As the title and inside cover suggests, this third volume seems to be an attempt to cash in on the popularity of the Lord of the Rings by emphasising the apparent link between this royal bloodline and the symbol of the ring; going so far as to clumsily call the members of the bloodline Ring Lords though out the book. This attempt at tapping into what was at the time a red hot Tolkien mania obviously dates this book to the start of the millennium, as Gardner’s more recent book titles and cover art now ape the works of Dan Brown in a rather self-consuming Ouroboros-like circle of meta mania; just as his first two book covers were evocative of Baigent, Lincoln, and Leigh.

As it is, the making of mileage out of Tolkien is quickly abandoned early on, following a brief summary of his work, the equivalent of a listing in, let’s date this, the Encarta multimedia encyclopaedia. Despite the book’s claim to reveal the mythological underpinnings of Tolkien’s oeuvre and the One Ring in particular (a rich field, as the Tolkien legendarium section of the Scriptus Recensera library attests), this does not occur and Gardner swiftly moves on to more familiar areas of legend and folklore, never really touching on Tolkien again.

That is indicative of the problems with this book, you can see the seams.
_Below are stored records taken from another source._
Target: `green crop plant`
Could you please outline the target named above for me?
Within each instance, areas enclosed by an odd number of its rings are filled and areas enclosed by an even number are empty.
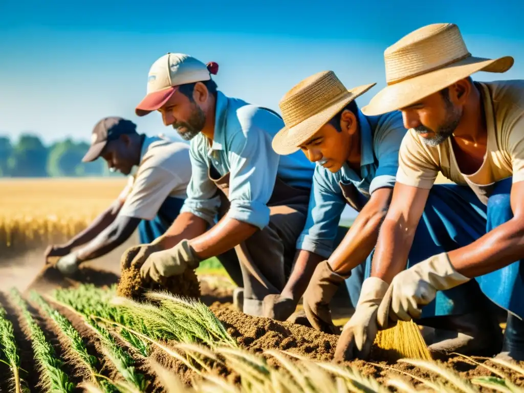
[[[82,336],[71,325],[69,320],[51,307],[42,297],[36,292],[31,294],[32,300],[43,311],[48,315],[58,326],[60,334],[63,335],[69,345],[68,355],[69,358],[75,361],[76,366],[83,377],[88,377],[91,381],[96,383],[100,379],[96,369],[96,357],[90,355],[85,347]],[[111,390],[109,390],[111,391]]]
[[[109,290],[104,290],[92,284],[83,284],[74,289],[55,290],[52,297],[55,301],[69,306],[86,320],[92,320],[93,323],[95,322],[92,317],[95,316],[116,322],[142,333],[147,333],[146,327],[141,320],[125,309],[110,305],[109,302],[115,291],[116,286],[114,285]],[[126,329],[122,330],[120,336],[142,356],[149,355],[149,345],[144,340]]]
[[[42,390],[49,393],[72,393],[74,387],[62,369],[63,362],[56,356],[52,346],[46,339],[42,329],[31,316],[20,293],[14,288],[11,290],[10,295],[21,311],[27,324],[35,358],[40,369],[40,384]]]
[[[202,342],[210,347],[219,344],[236,346],[222,323],[203,303],[159,292],[150,292],[146,296],[159,302],[160,305],[118,297],[114,298],[112,304],[139,317],[146,334],[155,340]]]
[[[94,319],[81,314],[71,306],[53,299],[52,301],[82,318],[84,322],[98,335],[106,357],[113,363],[120,373],[126,384],[114,381],[113,384],[119,390],[124,389],[126,391],[142,392],[146,390],[148,382],[144,375],[137,373],[135,368],[135,359],[122,346],[119,346],[111,333],[96,323]],[[133,335],[135,336],[134,335]],[[120,387],[119,387],[119,386]],[[125,386],[125,388],[122,386]]]
[[[27,391],[20,381],[20,356],[15,341],[13,324],[7,319],[7,313],[2,307],[0,307],[0,348],[4,354],[3,358],[0,358],[0,362],[5,363],[13,374],[13,390],[16,393]]]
Because he has written two books on his main argument of an ancient royal bloodline that stretches back to antiquity (and stretches credulity with its continuity), Gardner does not feel the need to reargue it here; and if the previous two books didn’t necessarily convince you, this doesn’t help. As a result, everything after the first chapter is interesting only in and of itself, but does nothing to convince you of his main argument.

So why is this book of interest? In much the same way that Gardner’s theory rather grandly over-reaches itself with a vision from the dawn of time to the present, this book tends to look at practically everything from legend and folk lore and sees it as relating to these Royal Ring Lords who had nothing better to do than breed down through history, perpetuating their diluted bloodline. In this broad consideration, we find werewolves, Arthurian legend, elves, witches, Robin Hood, vampires, Santa Claus, Lorna Doone, and more, all somehow tied back to the Annunaki of Mesopotamia. You won’t get the most detailed and comprehensive consideration of these topics but with Gardner’s broad brush strokes there is enough considered to fire your own connections and make you want to look deeper elsewhere.

This broadness is the major flaw in Gardner’s whole argument, as he seems to have little regard for how indigenous belief and folklore operates, instead proposing a blanket lux orientalis, in which every single thing anyone ever imagined was somehow a reference to some ancient land no one had ever heard of, let alone been to. Like any theory which seeks to totally explain myth or legend, it ends up doing those forms a disservice. But putting aside the conclusions he reaches and considering the information he presents, the data itself is valid, especially because much of it can be related to indigenous systems of belief.

The book is thoroughly footnoted and referenced, and written in such a way as to convey a sense of scholarship. The real sense though is one of belief, and an immersion in a theory that has resulted in a little too many trees being seen instead of the forest. Nice colour plates though.

Published by Multi MediaQuest International Ltd, England.